Here it is in code:
#include <stdio.h>
int main()
{
int i = 3;
int *p = &i;
p - (p - 1);
return 0;
}
The compiler (gcc) warns of integer overflow at the outer subtraction:
[user@comp c]$ gcc foo.c
foo.c: In function ‘main’:
foo.c:6:5: warning: integer overflow in expression [-Woverflow]
p - (p - 1);
^
The correct result, 1, is obtained on my machine.
Why?
Is this because pointer addresses are unsigned ints but ptrdiff_t is a signed int and cannot handle those big numbers?
I saw that
p - (p);
and
p - (p + 1);
do not cause overflow.
I am trying to understand what is going on behind the scenes here. This is my first question on stackoverflow, please let me know if my question can be improved.

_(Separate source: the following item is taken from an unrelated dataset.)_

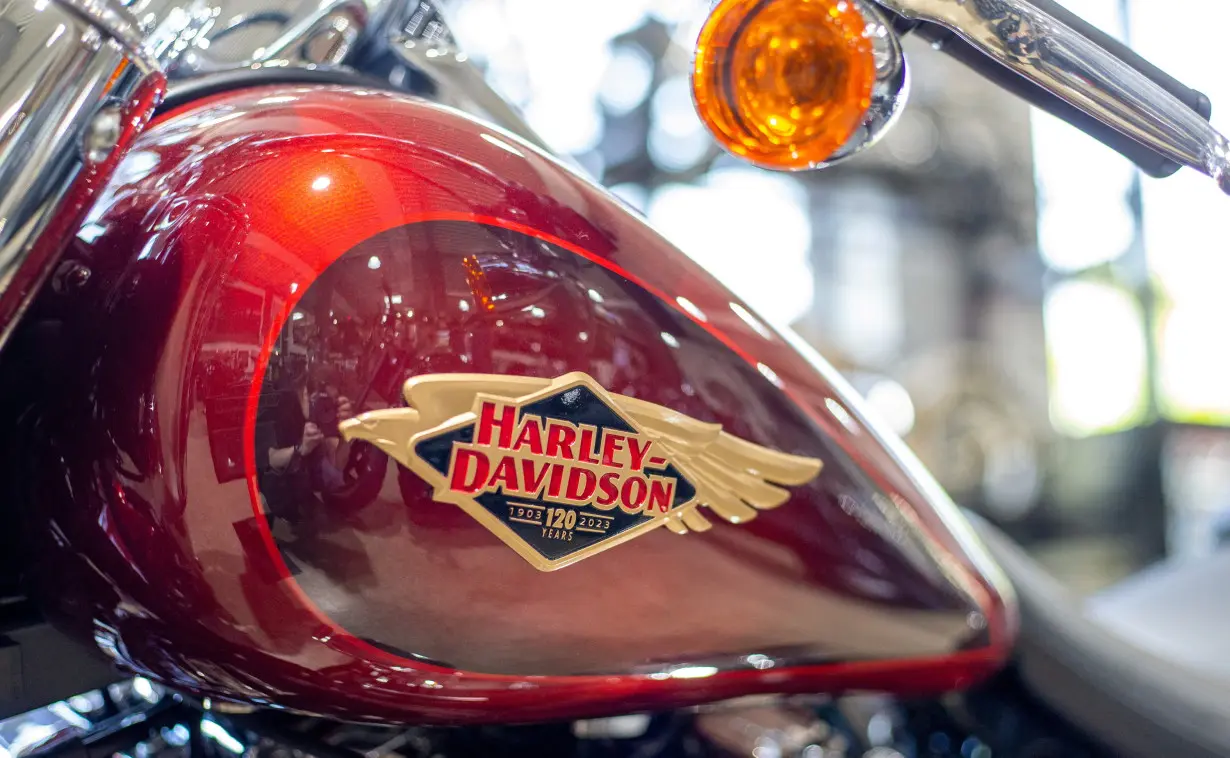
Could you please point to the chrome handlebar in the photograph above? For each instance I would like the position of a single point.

Pointer arithmetic is not integer arithmetic. It's defined in terms of address of array elements. If p points to an element of an array, then p-1 points to the previous element of the same array. If that element doesn't exist, the subtraction has undefined behavior.
For purposes of pointer arithmetic, a single object is treated as a 1-element array. A pointer may point just past the end of an array, but such a pointer may not be dereferenced.
int i = 3;
int *p = &i;
So far, so good; p points to i.
p - (p - 1);
Evaluating p - 1 has undefined behavior. There is no correct result.
Typically compilers don't generate code to check pointer arithmetic for validity at run time. In a typical implementation, the above will yield the "expected" result of 1. A compiler might even replace the expression with a literal 1 at compile time -- but in doing the analysis required to make that optimization, it may notice that the behavior is undefined and warn you about it.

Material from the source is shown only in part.